Фомичев понял, что нельзя дольше задерживать Марину. Письмо обязывало все решить сегодня, сейчас.
— Когда ты думаешь ехать?
— Через три дня. Я ведь очень обижаю отца и мать. И я очень хочу видеть Галку! Боже мой, ей уже пошел восьмой год, — и Марина счастливо улыбнулась. — Я не могу больше без нее.
— Но ты должна вернуться. Забирай Галку и возвращайся скорее.
Она смотрела на него, чуть склонив голову, и лицо ее зарделось румянцем.
— Только так, — повторил он. — Тебе надо ехать за ней, но не задерживайся, скорее возвращайся.
Она высвободила свою руку из его, положила ему руки на плечи:
— Куда я денусь? Разве я теперь могу отсюда уехать? Уж, видно, мне теперь здесь жить.
…Поезд уходил в восемь часов. Марине Николаевне предстояло проехать по заводской узкоколейной дороге шестьдесят километров, а потом пересесть на московский поезд. Фомичев хотел поехать с ней, помочь ей сесть на московский поезд, но Марина Николаевна воспротивилась этому и настояла, что они простятся здесь; она не хотела отвлекать его от заводских дел.

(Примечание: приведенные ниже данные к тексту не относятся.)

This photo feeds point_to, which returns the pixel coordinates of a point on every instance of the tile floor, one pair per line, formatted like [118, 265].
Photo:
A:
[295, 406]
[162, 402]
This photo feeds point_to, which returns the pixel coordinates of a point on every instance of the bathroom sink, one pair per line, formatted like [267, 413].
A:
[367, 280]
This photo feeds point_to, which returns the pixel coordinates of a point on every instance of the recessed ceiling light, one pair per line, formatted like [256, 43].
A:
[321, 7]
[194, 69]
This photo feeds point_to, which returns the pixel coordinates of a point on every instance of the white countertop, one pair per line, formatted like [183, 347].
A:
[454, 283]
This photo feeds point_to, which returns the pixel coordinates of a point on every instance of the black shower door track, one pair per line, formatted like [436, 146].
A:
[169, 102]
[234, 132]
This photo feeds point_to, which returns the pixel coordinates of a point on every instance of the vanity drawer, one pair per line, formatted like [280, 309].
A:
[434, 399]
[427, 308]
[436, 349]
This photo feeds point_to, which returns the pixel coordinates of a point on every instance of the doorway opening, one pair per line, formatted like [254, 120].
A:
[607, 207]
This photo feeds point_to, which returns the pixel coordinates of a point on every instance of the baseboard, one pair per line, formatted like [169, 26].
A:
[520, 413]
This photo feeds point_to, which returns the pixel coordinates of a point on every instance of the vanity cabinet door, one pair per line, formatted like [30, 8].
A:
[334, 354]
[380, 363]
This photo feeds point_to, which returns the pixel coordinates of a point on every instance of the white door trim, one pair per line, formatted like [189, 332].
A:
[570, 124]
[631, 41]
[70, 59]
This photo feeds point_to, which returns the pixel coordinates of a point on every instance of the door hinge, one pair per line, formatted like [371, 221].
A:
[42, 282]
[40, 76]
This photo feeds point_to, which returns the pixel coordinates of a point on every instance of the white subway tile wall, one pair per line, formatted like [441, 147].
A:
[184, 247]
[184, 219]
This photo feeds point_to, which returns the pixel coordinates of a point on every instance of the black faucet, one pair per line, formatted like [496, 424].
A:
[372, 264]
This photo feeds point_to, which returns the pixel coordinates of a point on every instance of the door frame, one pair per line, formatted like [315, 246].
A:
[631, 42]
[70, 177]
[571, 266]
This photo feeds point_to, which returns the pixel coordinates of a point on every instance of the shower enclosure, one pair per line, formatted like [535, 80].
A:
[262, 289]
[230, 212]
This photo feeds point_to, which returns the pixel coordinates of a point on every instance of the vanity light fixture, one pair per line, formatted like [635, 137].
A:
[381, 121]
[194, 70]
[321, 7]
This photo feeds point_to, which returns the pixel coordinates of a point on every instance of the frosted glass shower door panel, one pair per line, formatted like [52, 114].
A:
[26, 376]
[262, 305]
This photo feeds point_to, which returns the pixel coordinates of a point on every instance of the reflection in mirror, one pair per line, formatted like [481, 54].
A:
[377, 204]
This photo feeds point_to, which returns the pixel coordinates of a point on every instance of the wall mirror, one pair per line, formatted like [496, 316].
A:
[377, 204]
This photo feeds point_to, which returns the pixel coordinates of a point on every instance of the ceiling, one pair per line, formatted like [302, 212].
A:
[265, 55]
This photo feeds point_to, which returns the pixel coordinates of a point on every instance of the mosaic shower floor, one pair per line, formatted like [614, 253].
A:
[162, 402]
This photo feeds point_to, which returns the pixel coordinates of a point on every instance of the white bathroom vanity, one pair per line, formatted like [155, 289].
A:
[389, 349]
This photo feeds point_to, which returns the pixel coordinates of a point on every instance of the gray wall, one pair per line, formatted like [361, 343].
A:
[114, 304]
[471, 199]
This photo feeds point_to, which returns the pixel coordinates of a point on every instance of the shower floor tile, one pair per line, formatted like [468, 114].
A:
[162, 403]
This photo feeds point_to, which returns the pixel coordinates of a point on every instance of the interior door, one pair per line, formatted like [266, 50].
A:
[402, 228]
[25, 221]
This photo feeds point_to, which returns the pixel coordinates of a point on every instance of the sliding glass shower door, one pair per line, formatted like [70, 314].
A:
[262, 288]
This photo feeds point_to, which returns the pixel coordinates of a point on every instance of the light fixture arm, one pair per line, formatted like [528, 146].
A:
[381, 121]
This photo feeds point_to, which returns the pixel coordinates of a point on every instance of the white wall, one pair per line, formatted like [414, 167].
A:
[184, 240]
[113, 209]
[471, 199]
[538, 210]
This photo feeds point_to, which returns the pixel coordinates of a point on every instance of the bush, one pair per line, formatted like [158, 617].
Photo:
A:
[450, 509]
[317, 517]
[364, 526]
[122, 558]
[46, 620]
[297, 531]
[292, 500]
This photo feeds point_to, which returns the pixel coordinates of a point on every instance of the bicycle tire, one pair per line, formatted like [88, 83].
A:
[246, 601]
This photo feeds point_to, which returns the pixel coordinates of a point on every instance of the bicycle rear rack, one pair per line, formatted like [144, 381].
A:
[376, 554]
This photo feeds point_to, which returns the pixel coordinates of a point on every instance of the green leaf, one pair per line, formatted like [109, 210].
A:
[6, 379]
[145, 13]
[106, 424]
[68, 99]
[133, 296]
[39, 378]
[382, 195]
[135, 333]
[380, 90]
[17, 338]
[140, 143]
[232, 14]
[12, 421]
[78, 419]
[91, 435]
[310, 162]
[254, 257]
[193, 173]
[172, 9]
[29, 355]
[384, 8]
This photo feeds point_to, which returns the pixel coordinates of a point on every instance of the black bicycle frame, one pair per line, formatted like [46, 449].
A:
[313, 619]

На платформе под ногами шумели листья. Тепло светлели огоньки в домах поселка. Воздух был по-осеннему звонок и прохладен. Отчетливо слышались гудки паровозов и электровозов и чистый перестук колес думпкаров на рудничных ветках. В вышине, видная отовсюду, горела заводская звезда.
Отход поезда задержался на полчаса. На перегоне велись работы по устройству разъезда на новый строившийся рудник. Марина Николаевна и Фомичев ходили взад и вперед мимо вагонов, где в окнах уже теплились свечи и виднелись лица пассажиров, а проводники с фонарями в руках стояли у подножек своих вагонов. Все было маленьким: станционный дом, платформа, паровоз, пассажирские вагоны, полотно дороги, — но все было, как перед началом большого пути.